Vecinos de calle Colón al 500 manifestaron el malestar que hace años vienen sufriendo a raíz de un boliche ubicado en pleno centro, sostienen que se exceden en los decibeles de música permitidos, ruidos molestos, riñas callejeras, consumo de alcohol y suciedad en la vía pública, tras las descomposturas de aquellos que asisten al bar, quienes totalmente alcoholizados producen disturbios.
Este lugar de esparcimiento funciona de martes a domingo, convirtiendo la vida de los residentes en un verdadero calvario, quienes manifestaron que “ no pueden dormir, lo que representa problemas de salud, no solo físicos también psicológicos”.

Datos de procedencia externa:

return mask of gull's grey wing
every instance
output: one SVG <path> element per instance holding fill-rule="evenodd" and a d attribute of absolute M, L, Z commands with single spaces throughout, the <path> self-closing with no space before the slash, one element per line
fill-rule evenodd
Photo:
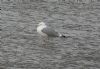
<path fill-rule="evenodd" d="M 59 33 L 50 27 L 43 28 L 41 31 L 43 33 L 47 34 L 48 36 L 51 36 L 51 37 L 58 37 L 59 36 Z"/>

Los moradores indignados presentaron un petitorio al Concejo Deliberante de la Ciudad de San Luis para que se haga cumplir la ordenanza que establece que los boliches deben estar alejados de escuelas, clínicas y sanatorios, el funcionamiento de los mismos y el control por parte de la comuna. Vale mencionar que en esta arteria funciona el Concejo Deliberante, un Residencial de adultos mayores, el Colegio San Luis Gonzaga, y sobre todo el descanso de los moradores. Por ello solicitan la intervención municipal en el caso, arbitrando medidas para cesen los ruidos molestos.